Comparing the sound of the MMX300 to the Plantronics Gamescom and Astro A40, there’s simply no competition. I will say that I did end up putting the MMX300 into the Astro Mixamp Pro that I have lying around but I did this mainly for optimal sound control. The Gamescom is my go-to headset simply for ease of use, and when swapping between the MMX300 and the Gamescom I immediately noticed how flat the Gamescom’s sound is. I noticed a similar occurrence when using the A40’s as well, but it wasn’t quite as apparent. Furthermore, going from simulated Dolby surround to true surround with headset options configured in game was an evident improvement. Doing so did away with any simulated reverb and made sound much more clear and focused. 

The MMX300 has velour fabric surrounding the cups of the headphones themselves. This adds comfort and breathability, which is something most closed headsets lack. Though still not quite as breathable as open headsets, the MMX300 chose to focus more on isolation, so it’s a bit of a system of give-and-take: sacrifice isolation for breathability or vice-versa. Personally I didn’t mind the build of the MMX300 one bit. It didn’t get too hot, caused no sweat, and I found that they maintained a comfortable temperature range even during long (3-4 hour) gaming sessions.


"This is easily the best gaming headset I’ve ever used. Its price point will definitely be out of the range of a lot of users, but those that are capable of purchasing the MMX300 will know that it’s not money squandered."

The cups of the headset surrounded my ears flawlessly. There was no pinching or pressure and the headband wasn’t too tight. This was a huge improvement compared to the Plantronics Gamescom which is horribly uncomfortable when worn for anything more than a period of a couple hours. It didn’t quite match the comfort-level of the Astro A40’s, but it was very close, and I still found the MMX300 the preferable option when considering everything else it has going for it. The MMX300 is very good at staying in place once configured. The adjustable siding clicks into place with ease and doesn’t move at all, something that my Astro A40’s did quite frequently. The microphone is on a swivel that can be rotated up or down and the extension itself is also quite pliant making it easily adjustable in a variety of configurations.
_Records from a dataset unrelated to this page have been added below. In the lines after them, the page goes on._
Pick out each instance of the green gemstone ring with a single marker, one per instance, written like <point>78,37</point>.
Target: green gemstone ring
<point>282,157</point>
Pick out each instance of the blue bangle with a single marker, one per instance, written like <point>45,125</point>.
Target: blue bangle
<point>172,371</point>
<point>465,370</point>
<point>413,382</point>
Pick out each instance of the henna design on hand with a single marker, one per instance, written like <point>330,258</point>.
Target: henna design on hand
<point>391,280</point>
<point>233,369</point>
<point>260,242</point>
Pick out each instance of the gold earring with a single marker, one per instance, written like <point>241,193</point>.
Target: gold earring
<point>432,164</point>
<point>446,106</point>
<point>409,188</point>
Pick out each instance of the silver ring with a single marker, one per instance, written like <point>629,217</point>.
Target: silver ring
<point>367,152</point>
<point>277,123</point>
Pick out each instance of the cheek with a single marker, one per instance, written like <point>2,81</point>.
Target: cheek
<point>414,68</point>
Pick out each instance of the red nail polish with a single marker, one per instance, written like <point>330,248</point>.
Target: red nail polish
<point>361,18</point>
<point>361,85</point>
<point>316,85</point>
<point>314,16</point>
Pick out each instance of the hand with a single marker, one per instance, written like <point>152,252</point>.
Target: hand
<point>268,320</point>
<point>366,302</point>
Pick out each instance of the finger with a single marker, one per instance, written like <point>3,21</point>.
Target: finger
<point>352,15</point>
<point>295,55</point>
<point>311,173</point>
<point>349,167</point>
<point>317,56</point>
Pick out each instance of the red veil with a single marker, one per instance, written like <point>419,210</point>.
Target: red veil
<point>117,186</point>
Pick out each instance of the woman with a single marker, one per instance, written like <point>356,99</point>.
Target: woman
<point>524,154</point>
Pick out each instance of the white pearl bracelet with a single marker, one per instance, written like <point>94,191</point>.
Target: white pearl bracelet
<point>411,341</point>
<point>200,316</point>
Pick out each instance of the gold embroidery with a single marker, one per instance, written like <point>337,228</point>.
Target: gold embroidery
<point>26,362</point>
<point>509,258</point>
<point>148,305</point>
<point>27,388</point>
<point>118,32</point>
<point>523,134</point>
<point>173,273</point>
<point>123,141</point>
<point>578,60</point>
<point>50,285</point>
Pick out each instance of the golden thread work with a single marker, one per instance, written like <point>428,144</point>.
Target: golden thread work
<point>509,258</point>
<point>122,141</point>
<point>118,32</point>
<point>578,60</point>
The MMX300 has what is easily one of the best microphones on the market for a gaming headset. Assuming my internet connection was stable enough (thanks for nothing, Comcast) I was heard flawlessly during Skype calls, and still experienced decent quality when using Ventrilo or Mumble. In-game mic use varied a bit, but that’s mainly due to how good the VOIP was in the games I was playing. At one point while playing Evolve I actually got a comment from a user asking what kind of mic I was using. He was convinced I was using a standing desktop mic like an AT2020 (Audio-Technica). Once I told him the brand he immediately complimented it. I’ve never once had that happen to me in my entire (twenty-something) history of gaming. That’s a true story, and a testament to how well built this headset is.
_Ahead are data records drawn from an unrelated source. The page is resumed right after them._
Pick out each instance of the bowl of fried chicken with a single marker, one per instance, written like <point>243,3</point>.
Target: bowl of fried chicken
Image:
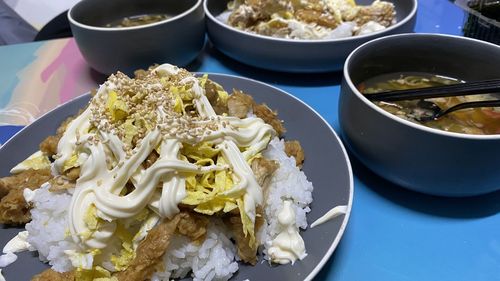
<point>302,36</point>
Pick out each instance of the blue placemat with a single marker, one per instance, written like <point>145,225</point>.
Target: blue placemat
<point>6,132</point>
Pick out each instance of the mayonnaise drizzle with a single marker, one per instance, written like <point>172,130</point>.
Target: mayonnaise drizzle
<point>333,213</point>
<point>288,246</point>
<point>100,184</point>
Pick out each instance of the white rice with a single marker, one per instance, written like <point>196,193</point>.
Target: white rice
<point>214,259</point>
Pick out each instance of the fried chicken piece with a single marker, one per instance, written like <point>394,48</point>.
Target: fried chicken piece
<point>379,11</point>
<point>151,250</point>
<point>239,104</point>
<point>270,117</point>
<point>263,169</point>
<point>246,252</point>
<point>293,148</point>
<point>243,16</point>
<point>51,275</point>
<point>60,183</point>
<point>65,181</point>
<point>317,17</point>
<point>49,145</point>
<point>193,226</point>
<point>211,91</point>
<point>13,207</point>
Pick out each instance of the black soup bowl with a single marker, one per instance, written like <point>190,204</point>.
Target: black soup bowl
<point>411,155</point>
<point>178,39</point>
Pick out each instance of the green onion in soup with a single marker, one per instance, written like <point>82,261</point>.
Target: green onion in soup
<point>478,121</point>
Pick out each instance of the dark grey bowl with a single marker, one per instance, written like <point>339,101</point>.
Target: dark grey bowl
<point>411,155</point>
<point>295,55</point>
<point>177,40</point>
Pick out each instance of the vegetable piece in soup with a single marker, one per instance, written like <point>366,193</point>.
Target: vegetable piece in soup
<point>478,121</point>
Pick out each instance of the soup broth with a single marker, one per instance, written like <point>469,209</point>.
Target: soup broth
<point>479,121</point>
<point>137,20</point>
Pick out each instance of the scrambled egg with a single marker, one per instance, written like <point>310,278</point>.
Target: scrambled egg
<point>36,161</point>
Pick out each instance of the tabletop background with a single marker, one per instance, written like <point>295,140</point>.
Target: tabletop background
<point>393,234</point>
Obviously this blows my two comparison headsets out of the water, especially the Astro A40’s which are known to have notoriously poor mic designs. The MMX300’s mic had better isolation, positioning, and sound than both the Gamescom and the Astro A40 as well. It was really no contest in this regard. This is easily the best gaming headset I’ve ever used. Its price point will definitely be out of the range of a lot of users, but those that are capable of purchasing the MMX300 will know that it’s not money squandered. You’ll be comfortable in knowing that dollar for dollar this is without a doubt one of the best, if not the best, wired gaming headset money can buy. Great job, Beyerdynamic, you’ve truly managed to impress me.